Tipos de cromatografía
Hay cientos de combinaciones de fase estacionaria, fase móvil y detector de amplio uso en las industrias química, médica y biotecnológica, pero podemos identificar cinco tipos principales.
La cromatografía de capa fina , o TLC , utiliza una placa plana recubierta con una fase estacionaria en lugar de una columna empaquetada. Un borde de la placa se sumerge en la fase móvil, que se mueve hacia arriba a través del material sólido, transportando y separando los analitos. Los analitos incoloros se pueden rociar con una sustancia química que los colorea, para que el químico pueda ver el resultado. La TLC suele ser preliminar a un análisis más profundo; sin embargo, es rápido y requiere muy poco equipo.
Cromatografía de gases o GC en la que la fase móvil es un gas inerte, generalmente helio, que simplemente transporta cualquier molécula en estado gaseoso. Un sistema de GC tiene un horno para calentar la columna, por lo que funciona mejor con muestras que se evaporan fácilmente y no se descomponen a altas temperaturas. La fase estacionaria es un sólido finamente dividido (a menudo recubierto) empaquetado en una columna enrollada. Los analitos interactúan directamente con la superficie sólida ( cromatografía de adsorción ) o con el revestimiento de la superficie ( cromatografía de partición ). Una variante popular de la columna empaquetada es la columna capilar, un tubo muy largo, enrollado, abierto, de calibre estrecho con un revestimiento en las paredes interiores. Las columnas capilares son particularmente eficientes para separar analitos con estructuras químicas similares.
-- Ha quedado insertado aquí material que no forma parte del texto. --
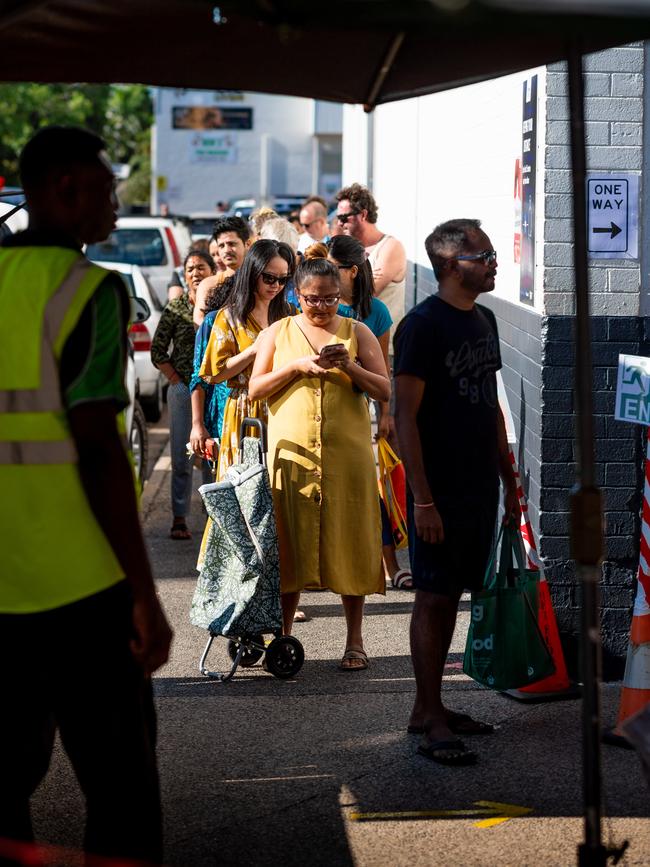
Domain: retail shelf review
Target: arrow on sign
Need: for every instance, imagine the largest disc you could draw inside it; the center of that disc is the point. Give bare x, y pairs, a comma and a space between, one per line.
613, 230
499, 813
Cromatografía líquida que tiene varias abreviaturas, la más común es HPLC , para cromatografía líquida de alta resolución, la fase móvil es un líquido en lugar de un gas, a menudo agua o un compuesto orgánico simple, bombeado a través de la fase estacionaria en una columna bajo presión. Mejor para compuestos sensibles a la temperatura y aquellos que no se evaporan fácilmente, los analitos pueden sufrir interacciones de adsorción o de tipo partición como en la cromatografía de gases. La HPLC se utiliza ampliamente en la industria de la biotecnología para separar materiales biológicos como segmentos de ADN.
La cromatografía de exclusión por tamaño o SEC es un poco diferente de GC o HPLC. En lugar de que los analitos interactúen directamente con superficies o revestimientos, los analitos se ralentizan a través de la columna al quedar atrapados en los poros de la fase estacionaria. Es más probable que las partículas más pequeñas queden atrapadas, por lo que las partículas más grandes se separan y eluyen primero (de ahí la exclusión del tamaño del nombre) mientras que las más pequeñas se quedan atrás. SEC se utiliza a menudo para la separación de moléculas muy grandes como proteínas y los polímeros que se utilizan para fabricar plásticos.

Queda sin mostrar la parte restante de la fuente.